Tuesday, January 13, 2015

Fully Fitted Freight (1957)

A documentary on how the railways moved freight in the 1950s, complete with period touches of "Women: Know your place" in the commentary.

As the BFI page on the film says:
At the time, the film would have been seen as a triumphant demonstration of the efficiency and efficacy of British Railways' freight services, and the commentary implies that the system was so vital to the running of the economy that it would probably need to expand indefinitely to keep up with consumer demand. 
However, hindsight reveals that the freight express's days were numbered even then. Many services were axed following the 1963 Beeching Report, and Bristol's huge Midland Road goods depot, where the early part of the film was shot, was closed in 1967.


David Sandbrook said...

This film should be seen as an historical snapshot of the UK in the 1950's.
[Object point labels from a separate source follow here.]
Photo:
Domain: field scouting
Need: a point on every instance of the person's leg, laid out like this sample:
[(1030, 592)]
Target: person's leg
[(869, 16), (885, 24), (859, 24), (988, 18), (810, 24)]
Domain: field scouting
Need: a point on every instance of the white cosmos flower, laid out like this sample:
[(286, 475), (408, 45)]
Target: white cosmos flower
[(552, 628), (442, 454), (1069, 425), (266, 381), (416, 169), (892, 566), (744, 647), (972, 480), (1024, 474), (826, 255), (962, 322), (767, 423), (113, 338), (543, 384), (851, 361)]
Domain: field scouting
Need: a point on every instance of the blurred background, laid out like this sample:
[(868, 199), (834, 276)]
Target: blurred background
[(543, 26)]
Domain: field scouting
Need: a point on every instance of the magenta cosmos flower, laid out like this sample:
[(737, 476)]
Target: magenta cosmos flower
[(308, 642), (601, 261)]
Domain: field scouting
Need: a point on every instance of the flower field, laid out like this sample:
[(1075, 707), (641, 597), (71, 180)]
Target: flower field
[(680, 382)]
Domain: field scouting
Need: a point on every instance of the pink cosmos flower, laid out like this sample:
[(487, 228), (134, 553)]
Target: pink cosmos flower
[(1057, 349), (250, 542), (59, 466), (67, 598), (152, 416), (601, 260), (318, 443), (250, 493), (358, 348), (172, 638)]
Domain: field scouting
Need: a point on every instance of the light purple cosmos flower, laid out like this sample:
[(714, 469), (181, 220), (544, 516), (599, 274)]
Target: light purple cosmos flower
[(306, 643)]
It can be viewed from a number of different perspectives - Railway modellers, social historians, economic and industrial historians, those who like to look back with nostalgia and those who relish any thing about railways. It may be a bit sanitised, just as other fly on the wall doco's are, the grime of working on the railways is there, the occasional shot of a dilapidated building but also on view is the investment made to upgrade and drag the goods and freight service of British Railways up to date. This is how things worked in Britain. Very enjoyable and I wanted more.

David Sandbrook said...

Oh and by the way, it was released just a few years before the Beeching Report that saw the demise of many British Railways services and emasculation to a point that it would be unrecognisable.